Shell houdt rekening met een tegenvaller van ten minste 554 miljoen euro voor het stilzetten van de bouw van een fabriek voor het maken van biobrandstof, in de haven van Rotterdam. De kosten zouden zelfs kunnen oplopen tot bijna 1 miljard.

Het olie- en gasconcern maakte eerder deze week bekend dat het bedrijf er nu op mikt de fabriek in 2030 in gebruik te nemen, in plaats van dit jaar.

Met veel bombarie maakte Shell in september 2021 bekend een grote fabriek voor biobrandstoffen te bouwen in Pernis. De eerste brandstof, hoofdzakelijk bedoeld voor het bijmengen in vliegtuigen, moest daar dit jaar geproduceerd worden.
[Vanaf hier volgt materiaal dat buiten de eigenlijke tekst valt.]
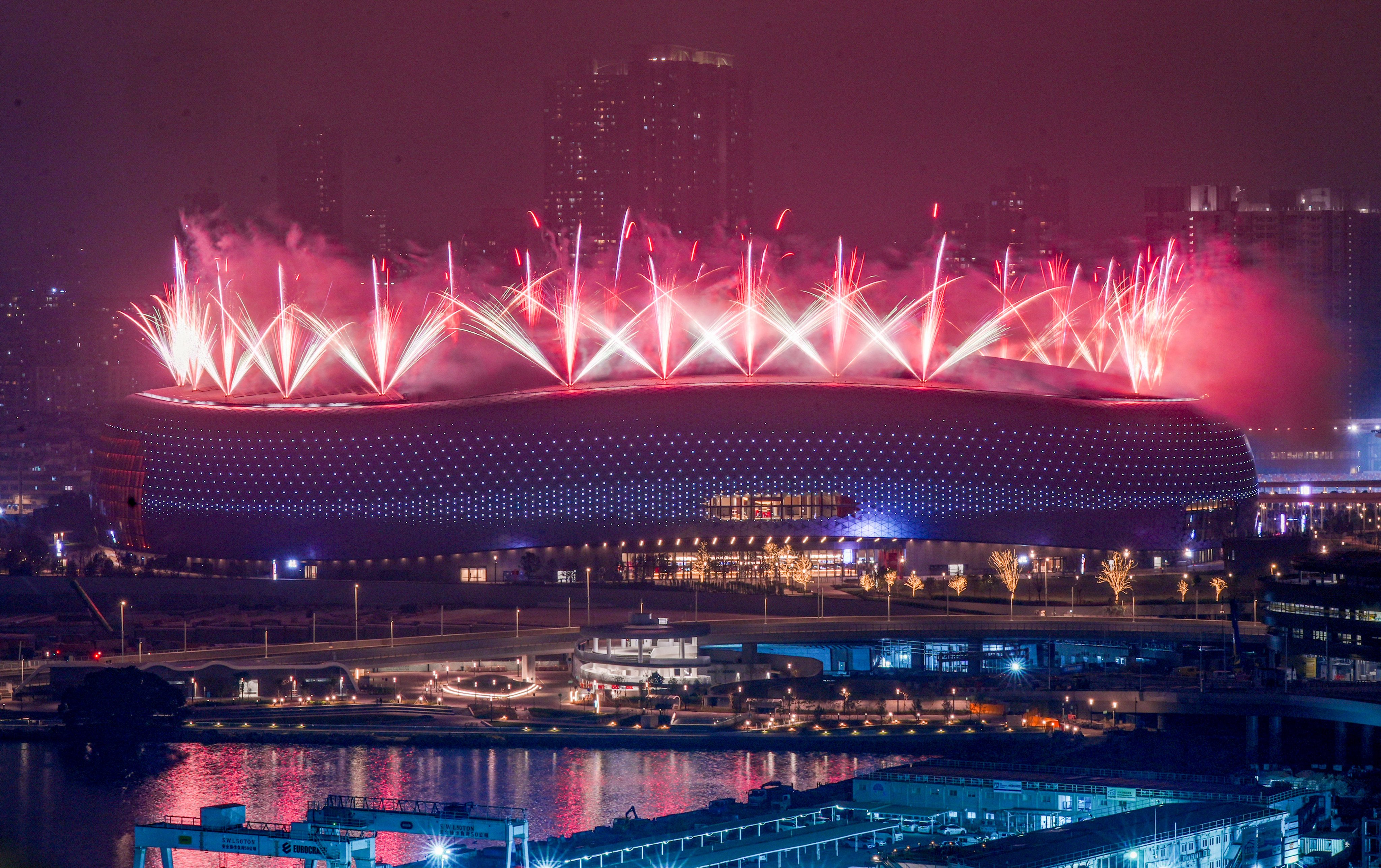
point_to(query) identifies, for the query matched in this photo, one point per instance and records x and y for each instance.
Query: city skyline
(473, 140)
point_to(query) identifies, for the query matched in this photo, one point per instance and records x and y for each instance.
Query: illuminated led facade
(627, 464)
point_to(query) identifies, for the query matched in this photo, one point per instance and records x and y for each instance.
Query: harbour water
(57, 812)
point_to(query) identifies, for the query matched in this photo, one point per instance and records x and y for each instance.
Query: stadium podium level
(615, 471)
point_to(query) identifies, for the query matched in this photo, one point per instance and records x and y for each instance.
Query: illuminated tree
(772, 560)
(1010, 573)
(701, 564)
(888, 577)
(1116, 575)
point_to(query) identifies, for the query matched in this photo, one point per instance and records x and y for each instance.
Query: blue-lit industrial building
(641, 475)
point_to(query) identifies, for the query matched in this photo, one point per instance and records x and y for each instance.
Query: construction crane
(222, 829)
(461, 820)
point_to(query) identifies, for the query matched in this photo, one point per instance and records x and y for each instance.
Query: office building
(1029, 213)
(1326, 619)
(666, 136)
(1328, 241)
(310, 179)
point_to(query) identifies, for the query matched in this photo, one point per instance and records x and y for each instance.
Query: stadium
(645, 475)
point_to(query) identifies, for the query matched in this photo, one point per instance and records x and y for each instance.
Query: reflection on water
(61, 817)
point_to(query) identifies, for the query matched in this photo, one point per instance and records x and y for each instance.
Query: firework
(176, 328)
(1148, 315)
(747, 328)
(390, 365)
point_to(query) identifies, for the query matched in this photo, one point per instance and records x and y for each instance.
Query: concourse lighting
(481, 695)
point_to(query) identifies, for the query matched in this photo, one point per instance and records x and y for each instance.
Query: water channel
(56, 812)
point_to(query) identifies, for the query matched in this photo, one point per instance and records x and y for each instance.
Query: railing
(272, 830)
(1176, 834)
(1123, 773)
(413, 806)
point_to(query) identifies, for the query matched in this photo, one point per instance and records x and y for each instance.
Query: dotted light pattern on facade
(621, 463)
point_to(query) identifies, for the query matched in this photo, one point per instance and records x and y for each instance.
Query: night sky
(865, 114)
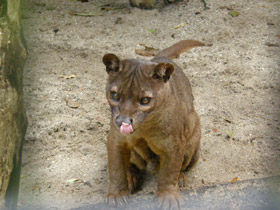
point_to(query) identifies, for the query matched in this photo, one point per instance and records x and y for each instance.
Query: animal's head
(135, 88)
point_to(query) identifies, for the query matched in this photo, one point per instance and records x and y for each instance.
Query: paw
(182, 181)
(117, 199)
(134, 179)
(169, 200)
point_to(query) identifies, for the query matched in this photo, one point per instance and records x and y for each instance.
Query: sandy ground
(235, 82)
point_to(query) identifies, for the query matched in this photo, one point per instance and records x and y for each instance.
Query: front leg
(118, 159)
(170, 167)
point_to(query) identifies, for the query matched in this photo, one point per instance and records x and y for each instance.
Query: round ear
(112, 62)
(163, 71)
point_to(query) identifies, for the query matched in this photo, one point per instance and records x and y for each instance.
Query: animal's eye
(145, 101)
(115, 96)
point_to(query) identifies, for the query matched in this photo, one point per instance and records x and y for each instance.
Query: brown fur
(166, 137)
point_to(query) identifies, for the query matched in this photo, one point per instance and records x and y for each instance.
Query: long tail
(175, 50)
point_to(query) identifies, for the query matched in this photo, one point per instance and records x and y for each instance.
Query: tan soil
(235, 83)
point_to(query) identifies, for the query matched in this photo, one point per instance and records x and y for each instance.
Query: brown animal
(154, 125)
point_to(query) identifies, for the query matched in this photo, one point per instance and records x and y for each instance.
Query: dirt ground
(235, 82)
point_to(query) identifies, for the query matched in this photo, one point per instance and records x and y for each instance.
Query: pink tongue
(126, 129)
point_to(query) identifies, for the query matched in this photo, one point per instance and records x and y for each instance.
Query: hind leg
(192, 152)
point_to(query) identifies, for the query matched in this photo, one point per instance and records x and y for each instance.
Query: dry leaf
(234, 13)
(180, 26)
(215, 130)
(88, 14)
(235, 179)
(72, 104)
(147, 51)
(72, 180)
(271, 44)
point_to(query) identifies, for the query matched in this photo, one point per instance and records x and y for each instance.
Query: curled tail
(175, 50)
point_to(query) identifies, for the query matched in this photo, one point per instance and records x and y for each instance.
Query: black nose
(121, 118)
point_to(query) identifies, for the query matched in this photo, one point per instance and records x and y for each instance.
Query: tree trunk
(12, 114)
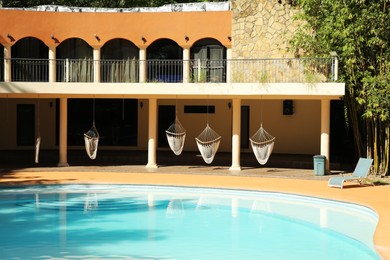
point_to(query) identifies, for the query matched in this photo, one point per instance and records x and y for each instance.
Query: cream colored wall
(297, 133)
(221, 121)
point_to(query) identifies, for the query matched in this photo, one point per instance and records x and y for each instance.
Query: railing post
(199, 69)
(186, 65)
(52, 64)
(96, 65)
(228, 65)
(335, 65)
(7, 63)
(67, 70)
(142, 65)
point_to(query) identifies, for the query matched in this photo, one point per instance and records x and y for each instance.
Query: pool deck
(287, 180)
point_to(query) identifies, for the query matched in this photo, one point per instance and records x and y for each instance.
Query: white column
(325, 129)
(96, 65)
(152, 133)
(236, 133)
(52, 64)
(228, 65)
(7, 63)
(63, 145)
(186, 65)
(142, 65)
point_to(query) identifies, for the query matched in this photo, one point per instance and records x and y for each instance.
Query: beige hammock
(262, 145)
(208, 144)
(91, 139)
(176, 135)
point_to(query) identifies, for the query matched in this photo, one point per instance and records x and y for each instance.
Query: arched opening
(164, 61)
(74, 61)
(208, 61)
(29, 60)
(119, 61)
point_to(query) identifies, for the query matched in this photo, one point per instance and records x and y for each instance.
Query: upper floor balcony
(283, 70)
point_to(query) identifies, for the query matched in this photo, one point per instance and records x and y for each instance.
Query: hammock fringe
(208, 143)
(176, 135)
(262, 145)
(91, 140)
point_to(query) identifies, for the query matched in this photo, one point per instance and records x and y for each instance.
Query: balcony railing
(306, 70)
(30, 70)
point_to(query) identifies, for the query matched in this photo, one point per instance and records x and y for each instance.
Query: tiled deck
(288, 180)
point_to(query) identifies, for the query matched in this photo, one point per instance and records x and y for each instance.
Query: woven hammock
(37, 147)
(91, 139)
(262, 145)
(176, 135)
(208, 143)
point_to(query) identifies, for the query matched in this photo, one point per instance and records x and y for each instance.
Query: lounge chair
(359, 174)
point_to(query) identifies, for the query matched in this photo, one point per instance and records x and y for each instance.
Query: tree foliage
(358, 30)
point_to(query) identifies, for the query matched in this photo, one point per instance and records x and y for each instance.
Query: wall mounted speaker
(288, 107)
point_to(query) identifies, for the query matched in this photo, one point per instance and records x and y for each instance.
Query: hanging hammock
(91, 139)
(208, 143)
(176, 135)
(262, 145)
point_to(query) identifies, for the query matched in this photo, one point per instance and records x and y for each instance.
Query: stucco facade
(249, 31)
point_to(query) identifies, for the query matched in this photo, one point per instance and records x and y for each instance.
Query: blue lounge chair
(359, 174)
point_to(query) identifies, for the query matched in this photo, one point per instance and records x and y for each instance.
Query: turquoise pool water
(151, 222)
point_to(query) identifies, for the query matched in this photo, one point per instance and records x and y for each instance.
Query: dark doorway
(166, 116)
(25, 124)
(116, 121)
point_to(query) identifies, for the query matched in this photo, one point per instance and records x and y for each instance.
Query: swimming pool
(155, 222)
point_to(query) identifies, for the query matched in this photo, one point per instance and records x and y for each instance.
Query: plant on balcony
(358, 31)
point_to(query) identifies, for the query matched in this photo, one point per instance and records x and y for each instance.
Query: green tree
(358, 30)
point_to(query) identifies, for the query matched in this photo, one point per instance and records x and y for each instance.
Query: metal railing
(164, 70)
(29, 70)
(75, 70)
(306, 70)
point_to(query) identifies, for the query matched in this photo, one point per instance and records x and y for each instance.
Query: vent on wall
(288, 107)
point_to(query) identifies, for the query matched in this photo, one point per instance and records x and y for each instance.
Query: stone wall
(262, 28)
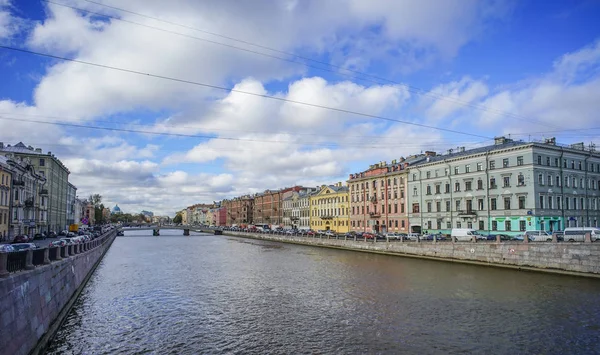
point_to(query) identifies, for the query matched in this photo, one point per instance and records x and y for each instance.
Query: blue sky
(529, 66)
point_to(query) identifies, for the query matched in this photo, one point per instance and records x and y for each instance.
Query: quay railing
(12, 262)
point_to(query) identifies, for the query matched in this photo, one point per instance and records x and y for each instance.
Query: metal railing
(28, 259)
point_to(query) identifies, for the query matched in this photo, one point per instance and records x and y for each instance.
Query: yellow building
(330, 209)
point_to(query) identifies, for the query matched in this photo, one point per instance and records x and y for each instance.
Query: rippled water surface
(214, 294)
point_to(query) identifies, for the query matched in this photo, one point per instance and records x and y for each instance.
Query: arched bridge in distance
(185, 228)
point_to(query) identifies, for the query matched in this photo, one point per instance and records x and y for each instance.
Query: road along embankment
(36, 297)
(580, 259)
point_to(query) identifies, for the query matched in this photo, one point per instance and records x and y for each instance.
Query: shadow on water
(215, 295)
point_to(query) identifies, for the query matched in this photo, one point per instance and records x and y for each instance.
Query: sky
(157, 105)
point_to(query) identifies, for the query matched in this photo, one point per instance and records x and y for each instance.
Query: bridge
(186, 229)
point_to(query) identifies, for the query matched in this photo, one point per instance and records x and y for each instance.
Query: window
(507, 203)
(521, 202)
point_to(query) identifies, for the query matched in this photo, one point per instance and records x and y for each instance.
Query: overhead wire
(229, 90)
(374, 78)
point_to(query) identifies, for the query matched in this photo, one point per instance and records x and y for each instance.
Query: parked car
(24, 246)
(6, 248)
(57, 243)
(21, 239)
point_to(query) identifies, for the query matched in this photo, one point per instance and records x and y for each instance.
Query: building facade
(330, 209)
(56, 176)
(28, 199)
(378, 201)
(296, 208)
(5, 194)
(71, 196)
(240, 210)
(509, 187)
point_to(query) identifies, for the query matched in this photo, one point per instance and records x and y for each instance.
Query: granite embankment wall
(33, 303)
(568, 258)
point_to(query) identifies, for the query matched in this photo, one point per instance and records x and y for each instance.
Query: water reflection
(209, 294)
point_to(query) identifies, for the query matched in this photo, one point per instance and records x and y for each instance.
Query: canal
(216, 294)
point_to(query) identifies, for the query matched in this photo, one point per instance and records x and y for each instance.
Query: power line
(323, 144)
(243, 92)
(375, 79)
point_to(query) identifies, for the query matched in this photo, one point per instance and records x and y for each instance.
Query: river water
(207, 294)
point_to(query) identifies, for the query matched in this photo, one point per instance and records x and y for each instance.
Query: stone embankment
(36, 297)
(581, 259)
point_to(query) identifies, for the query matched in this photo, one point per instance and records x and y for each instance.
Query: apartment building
(330, 208)
(56, 177)
(378, 202)
(508, 187)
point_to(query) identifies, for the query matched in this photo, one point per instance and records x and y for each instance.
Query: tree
(178, 218)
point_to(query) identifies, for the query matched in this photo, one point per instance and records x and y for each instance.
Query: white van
(577, 234)
(466, 234)
(538, 236)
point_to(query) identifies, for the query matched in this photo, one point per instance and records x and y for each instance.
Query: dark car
(21, 239)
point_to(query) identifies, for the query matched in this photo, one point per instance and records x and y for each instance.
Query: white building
(508, 188)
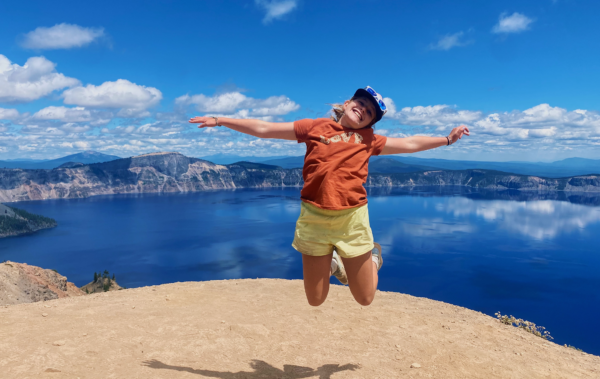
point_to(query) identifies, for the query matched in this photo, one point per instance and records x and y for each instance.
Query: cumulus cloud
(431, 115)
(60, 36)
(238, 105)
(35, 79)
(77, 114)
(449, 41)
(552, 124)
(8, 114)
(276, 9)
(133, 99)
(515, 23)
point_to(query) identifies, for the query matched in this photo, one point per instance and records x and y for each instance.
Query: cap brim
(361, 92)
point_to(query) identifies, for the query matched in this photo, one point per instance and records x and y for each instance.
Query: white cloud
(276, 9)
(431, 115)
(238, 105)
(77, 114)
(35, 79)
(551, 127)
(60, 36)
(449, 41)
(8, 114)
(133, 99)
(514, 23)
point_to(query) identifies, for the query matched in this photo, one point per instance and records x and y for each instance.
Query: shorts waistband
(331, 212)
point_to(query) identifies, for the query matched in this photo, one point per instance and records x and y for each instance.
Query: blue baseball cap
(377, 99)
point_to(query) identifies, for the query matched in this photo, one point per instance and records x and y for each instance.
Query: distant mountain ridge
(564, 168)
(377, 164)
(87, 157)
(172, 172)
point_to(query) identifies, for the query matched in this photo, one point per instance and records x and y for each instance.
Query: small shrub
(526, 325)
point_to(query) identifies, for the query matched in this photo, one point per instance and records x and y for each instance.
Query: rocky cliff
(22, 283)
(173, 172)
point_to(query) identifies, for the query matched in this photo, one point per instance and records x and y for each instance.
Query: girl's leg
(362, 277)
(317, 271)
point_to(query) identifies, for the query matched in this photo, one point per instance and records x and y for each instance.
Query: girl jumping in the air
(333, 232)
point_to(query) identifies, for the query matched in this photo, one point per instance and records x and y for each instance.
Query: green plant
(528, 326)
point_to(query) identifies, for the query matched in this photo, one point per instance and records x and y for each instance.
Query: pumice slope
(265, 329)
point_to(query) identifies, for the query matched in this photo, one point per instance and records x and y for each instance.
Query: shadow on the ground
(261, 370)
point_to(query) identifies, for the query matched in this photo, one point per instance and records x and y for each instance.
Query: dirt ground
(265, 329)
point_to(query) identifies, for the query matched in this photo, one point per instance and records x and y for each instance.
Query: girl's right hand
(204, 121)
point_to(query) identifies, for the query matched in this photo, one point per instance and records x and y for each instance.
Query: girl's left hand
(457, 133)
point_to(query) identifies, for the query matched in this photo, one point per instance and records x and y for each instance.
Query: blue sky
(123, 77)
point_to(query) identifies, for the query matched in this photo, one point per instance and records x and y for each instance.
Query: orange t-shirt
(336, 162)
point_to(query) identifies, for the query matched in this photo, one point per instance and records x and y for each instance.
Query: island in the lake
(14, 222)
(171, 172)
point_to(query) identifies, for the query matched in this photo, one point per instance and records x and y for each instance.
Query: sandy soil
(265, 329)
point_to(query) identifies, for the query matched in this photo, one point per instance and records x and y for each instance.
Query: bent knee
(364, 300)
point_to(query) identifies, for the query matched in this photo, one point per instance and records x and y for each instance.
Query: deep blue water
(535, 256)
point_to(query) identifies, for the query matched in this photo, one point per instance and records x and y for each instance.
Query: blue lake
(534, 256)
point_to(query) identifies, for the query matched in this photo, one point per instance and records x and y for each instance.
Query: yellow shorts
(319, 231)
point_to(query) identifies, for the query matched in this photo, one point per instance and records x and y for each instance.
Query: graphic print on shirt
(344, 136)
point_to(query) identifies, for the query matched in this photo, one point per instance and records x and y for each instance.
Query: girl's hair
(337, 111)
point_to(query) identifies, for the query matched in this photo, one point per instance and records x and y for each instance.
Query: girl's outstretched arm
(256, 128)
(420, 143)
Shell zegt te maken te hebben met zowel technische uitdagingen bij de bouw van de fabriek, als tegenzittende marktomstandigheden. Shell wil wachten tot luchtvaartmaatschappijen verplicht worden meer biobrandstof bij te mengen dan nu het geval is. Voor de huidige verplichtingen is er namelijk al voldoende zogenoemde Sustainable Aviation Fuel (SAF) op de markt. SAF is veel duurder dan kerosine, dus zullen luchtvaartmaatschappijen vanuit hun concurrentieoverwegingen niet vrijwillig duurdere brandstof gaan tanken.